Fitted means use least squares to predict the mean response values in a factorial design. Data means use the raw response variable means for each factor level combination.
The fitted means are useful because the data means might not be good indicators of main effects and interaction effects. Differences between the data means can represent unbalanced experimental conditions instead of differences due to changes in the factor levels. Fitted means solve this problem by estimating the results of a balanced design.
Use the Means table to understand the statistically significant differences between the factor levels. The mean of each group provides an estimate of each population mean. Look for differences between group means for terms that are statistically significant.
For main effects, the table displays the groups within each factor and their means. For interaction effects, the table displays all possible combinations of the groups. If an interaction term is statistically significant, do not interpret the main effects without considering the interaction effects.
In these results, the Means table shows how the strength of insulation varies by material, injection pressure, injection temperature, and cooling temperature. All of the factors are statistically significant at the 0.05 level. However, because the interaction between injection temperature and cooling temperature is also statistically significant at the 0.05 level, do not interpret the main effects without considering the interaction effects.
For example, the table for the interaction term shows that with an injection temperature of 85, a change in cooling temperature from 25 to 45 is associated with a mean decrease in insulation strength of about 6 units. However, with an injection temperature of 100, a decrease in cooling temperature from 25 to 45 is associated with a mean change in insulation strength of only about 2 units.
The standard error of the mean (SE Mean) estimates the variability between fitted means that you would obtain if you took samples from the same population again and again.
For example, you have a mean delivery time of 3.80 days, with a standard deviation of 1.43 days, from a random sample of 312 delivery times. These numbers yield a standard error of the mean of 0.08 days (1.43 divided by the square root of 312). If you took multiple random samples of the same size, from the same population, the standard deviation of those different sample means would be around 0.08 days.
Use the standard error of the mean to determine how precisely the fitted mean estimates the population mean.
A smaller value of the standard error of the mean indicates a more precise estimate of the population mean. Usually, a larger standard deviation results in a larger standard error of the mean and a less precise estimate of the population mean. A larger sample size results in a smaller standard error of the mean and a more precise estimate of the population mean.
Data Mean (covariate)
The mean of the covariate is the average of the covariate values, which is the sum of all the observations divided by the number of observations. The mean summarizes the sample values with a single value that represents the center of the covariate values.
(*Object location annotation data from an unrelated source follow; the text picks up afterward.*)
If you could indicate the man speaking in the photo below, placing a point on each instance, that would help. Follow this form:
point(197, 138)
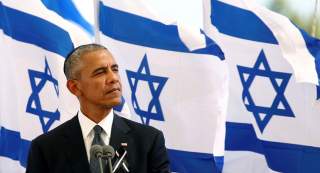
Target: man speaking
point(93, 77)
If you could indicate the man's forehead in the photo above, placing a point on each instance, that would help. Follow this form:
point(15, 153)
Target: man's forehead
point(99, 56)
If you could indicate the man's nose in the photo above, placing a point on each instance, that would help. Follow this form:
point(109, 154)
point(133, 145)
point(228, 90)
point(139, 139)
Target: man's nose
point(112, 77)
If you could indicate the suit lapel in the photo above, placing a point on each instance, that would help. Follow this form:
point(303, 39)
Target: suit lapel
point(76, 151)
point(119, 132)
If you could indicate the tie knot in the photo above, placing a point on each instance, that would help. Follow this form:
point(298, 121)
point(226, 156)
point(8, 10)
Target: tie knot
point(97, 130)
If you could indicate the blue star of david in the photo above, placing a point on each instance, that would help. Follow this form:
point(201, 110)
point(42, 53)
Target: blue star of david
point(34, 104)
point(155, 83)
point(280, 87)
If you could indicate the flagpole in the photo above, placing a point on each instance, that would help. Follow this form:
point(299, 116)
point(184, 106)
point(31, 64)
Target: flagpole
point(96, 21)
point(314, 19)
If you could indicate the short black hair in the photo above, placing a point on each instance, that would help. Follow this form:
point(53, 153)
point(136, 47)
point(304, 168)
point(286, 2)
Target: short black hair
point(72, 60)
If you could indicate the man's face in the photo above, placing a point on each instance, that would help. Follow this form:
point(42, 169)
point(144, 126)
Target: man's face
point(99, 82)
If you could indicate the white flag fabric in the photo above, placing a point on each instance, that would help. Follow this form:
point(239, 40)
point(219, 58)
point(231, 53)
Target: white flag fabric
point(173, 79)
point(273, 112)
point(33, 97)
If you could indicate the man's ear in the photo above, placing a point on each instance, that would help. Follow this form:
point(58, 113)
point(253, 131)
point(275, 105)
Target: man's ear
point(73, 87)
This value is the mean of the covariate. Minitab holds the covariate at the mean value when calculating the fitted means for the factors.
Standard Deviation (StDev)
The standard deviation is the most common measure of dispersion, or how spread out the individual covariate values are around the mean.
Use the standard deviation to determine how much the covariate varies around the mean. Minitab holds the covariate at the mean value when calculating the fitted means for the factors.